The Frieze below the Pediment is also shown on that coin photo, it reads IMP • CAESAR for 'Imperator Caesar' which is Augustus' title, like 'Leader of the military and Ruler'. This also lets the Senators know "Who's the Boss" :-) .

To the left of the Curia was the Chalcidicum built by Augustus and later called the Atrium Minerva (after Emperor Domitian's post-fire rebuild he renames it and puts in a statue of Minerva). It was courtyard with a colonnade on each side possibly used as a records repository and where public notices were posted and some also read aloud. The 'Tribune of the People' stood outside the Curia's open doors listening in and would announce the proceeding to the public from the Chalcidicum. It's remains disappeared when a street (Via Bonella) was put through there about 1585.

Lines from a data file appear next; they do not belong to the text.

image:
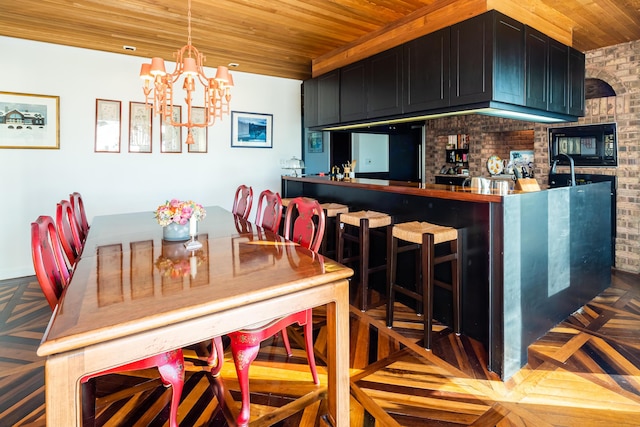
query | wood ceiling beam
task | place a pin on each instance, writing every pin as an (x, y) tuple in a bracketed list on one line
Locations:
[(440, 14)]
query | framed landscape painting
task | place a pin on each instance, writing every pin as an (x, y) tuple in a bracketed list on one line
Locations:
[(29, 121), (251, 130)]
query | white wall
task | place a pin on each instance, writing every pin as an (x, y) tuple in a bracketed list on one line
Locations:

And to the left of the Chalcidicum was the 'Secretarium Senatus', it was a hall (18 x 9 m) with an apse at one end. It was used for smaller Senate committee meetings (I wonder, SECRETarium = closed door Senate meetings?).

It was possibly built by Emperor Diocletian (284-305 AD), it lies in-between the ruins of the Curia Hostila and that present day Church (Santi Luca e Martina). An inscription showed it was restored in 311 AD and repaired after the (410) fire in 412.

Now look to the right of the Curia's door and about 4 m up from the ground. See the group of three shallow but long niches (two side by side and one below their center).

Now look to the left of the door, two side by side and one below the farthest niche on the left. *[You can see all of them in this photo]* Those niches were dug out of the wall for Medieval burial tombs. Notice that would have been just above the ground-level of that time. Also on the right notice about 2 m below those three niches a single earlier burial niche?

On the left notice the niche below the farthest one. It has these three large (about the size of a coffee table book) brick-tiles in this niche. Later look closer at these brick-tiles and you can see a 'brick stamp' on them (a 'brick stamp' usually tells by who and when that brick was made).

These niches have been filled in with cement during the excavation, I assume for structural reasons. And I also assume the one with the brick-tiles was put back to how it originally looked after that niche was cemented in. So a niche was hacked out of the wall, the body placed within and then large brick-tiles sealed up this tomb. Actually just like the earlier Christian Catacomb burials. These niches today contain no human remains.

There were also Medieval burials in the concrete core of the front steps and in the Comitium (both were then below ground level).